Untitled illuminates Twombly’s vigorous amalgamation of media. In this work, oil paint, pencil and wax crayon compete in a chaotic, layered process of image-making: explosive brushstrokes and paint clusters in muted tones of green, brown and ochre form a veil that pass over and under frenzied pencilwork. Significantly, Twombly left just enough white space on the surface of Untitled to make the absence of mark-making as profound as the markings themselves. The artist asserts that the white monochrome background “persists as the landscape of my actions,” and alludes to “the classic state of intellect, or a neo-romantic remembrance” (Cy Twombly cited in: Exh. Cat., New York, Museum of Modern Art, Cy Twombly: A Retrospective, 1994, p. 27). Scratched over the white surface of the canvas, the pencilwork is further reminiscent of the black veins that run through Italian marble, while a certain elegance pervades the present composition in its homage to antiquity and classical Rome. Thus Twombly’s visual orchestration lies at the intersection between past and present, yearning to be both of today and timelessly ancient. In his endeavour to trace the past in terms of the present, Twombly claims: “What I am trying to establish is – that Modern Art isn’t dislocated, but something with roots, tradition and continuity. For myself the past is the source (for all art is vitally contemporary)” (Cy Twombly cited in: Exh. Cat., Paris, Centre Pompidou, Cy Twombly, 2016, p. 99).

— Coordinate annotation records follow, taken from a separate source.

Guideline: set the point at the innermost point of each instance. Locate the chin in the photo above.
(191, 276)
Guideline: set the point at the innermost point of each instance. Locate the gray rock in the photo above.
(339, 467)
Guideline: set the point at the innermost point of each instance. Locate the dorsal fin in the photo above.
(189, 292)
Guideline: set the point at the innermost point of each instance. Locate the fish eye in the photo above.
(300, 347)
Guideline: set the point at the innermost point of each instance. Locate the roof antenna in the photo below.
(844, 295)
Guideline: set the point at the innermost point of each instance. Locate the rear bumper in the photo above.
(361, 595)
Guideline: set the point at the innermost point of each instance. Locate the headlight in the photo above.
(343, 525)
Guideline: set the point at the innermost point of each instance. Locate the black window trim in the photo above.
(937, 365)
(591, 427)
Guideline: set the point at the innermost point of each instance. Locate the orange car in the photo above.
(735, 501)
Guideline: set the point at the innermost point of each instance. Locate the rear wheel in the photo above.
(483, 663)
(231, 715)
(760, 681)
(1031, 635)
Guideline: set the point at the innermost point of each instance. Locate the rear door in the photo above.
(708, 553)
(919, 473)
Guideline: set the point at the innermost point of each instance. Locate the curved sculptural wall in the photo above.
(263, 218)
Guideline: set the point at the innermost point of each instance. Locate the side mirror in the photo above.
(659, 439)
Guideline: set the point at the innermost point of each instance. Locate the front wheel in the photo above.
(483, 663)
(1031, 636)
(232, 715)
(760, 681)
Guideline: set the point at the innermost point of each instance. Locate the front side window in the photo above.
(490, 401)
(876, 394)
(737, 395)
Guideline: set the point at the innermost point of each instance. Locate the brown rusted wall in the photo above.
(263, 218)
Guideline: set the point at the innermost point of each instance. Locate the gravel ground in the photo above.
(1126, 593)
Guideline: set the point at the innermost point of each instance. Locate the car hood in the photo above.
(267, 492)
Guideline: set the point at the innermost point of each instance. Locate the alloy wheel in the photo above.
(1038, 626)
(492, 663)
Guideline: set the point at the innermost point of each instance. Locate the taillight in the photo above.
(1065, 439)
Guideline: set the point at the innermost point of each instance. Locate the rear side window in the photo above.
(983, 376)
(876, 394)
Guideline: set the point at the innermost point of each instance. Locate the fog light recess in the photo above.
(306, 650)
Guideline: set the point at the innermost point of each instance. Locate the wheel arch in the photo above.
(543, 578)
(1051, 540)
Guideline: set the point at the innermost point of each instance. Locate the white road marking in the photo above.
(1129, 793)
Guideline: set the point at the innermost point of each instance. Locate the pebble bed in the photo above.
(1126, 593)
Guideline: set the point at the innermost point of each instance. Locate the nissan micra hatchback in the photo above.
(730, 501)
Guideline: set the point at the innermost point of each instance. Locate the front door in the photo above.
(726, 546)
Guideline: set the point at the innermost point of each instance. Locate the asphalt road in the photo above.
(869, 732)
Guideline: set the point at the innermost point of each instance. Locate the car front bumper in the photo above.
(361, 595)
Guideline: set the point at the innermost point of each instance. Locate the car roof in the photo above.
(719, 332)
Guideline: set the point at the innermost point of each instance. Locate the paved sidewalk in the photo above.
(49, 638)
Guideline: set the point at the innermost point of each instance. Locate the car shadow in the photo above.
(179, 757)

The aerated space and light of the present composition’s monochrome ground is violently punctuated with the embellishments that Twombly reproduced continuously throughout his oeuvre. Circles of grey pencil scratchings and rhythmic sequences of thick, impasto pigment furiously mark the canvas with sporadic intensity. While Twombly used a brush throughout his complex painterly technique, he also used his own hands, passionately smearing paint with his fingers across the lower left edge and the bottom right of the canvas. The composition is dated 1961 and ‘Roma’ is inscribed in pencil nearby, yet most significantly, Twombly’s name is lyrically signed on the surface of Untitled in an explicit assertion of the artist’s presence. Here typology becomes reductive iconography, and the notion of writing becomes a central and compelling element of abstract painting. Professor Mary Jacobus notes that in Twombly’s work, “quotations and phrases appear as gestures, exclamations or sighs, expressions of pleasure or regret. This tendency to read Twombly’s graphic practice as primarily self-expressive coexists with a contradictory critical tendency – to read his work as the repository of humanistic, holistic and timeless form of engagement with cultural memory” (Mary Jacobus, Reading Cy Twombly: Poetry in Paint, Princeton 2016, p. 3).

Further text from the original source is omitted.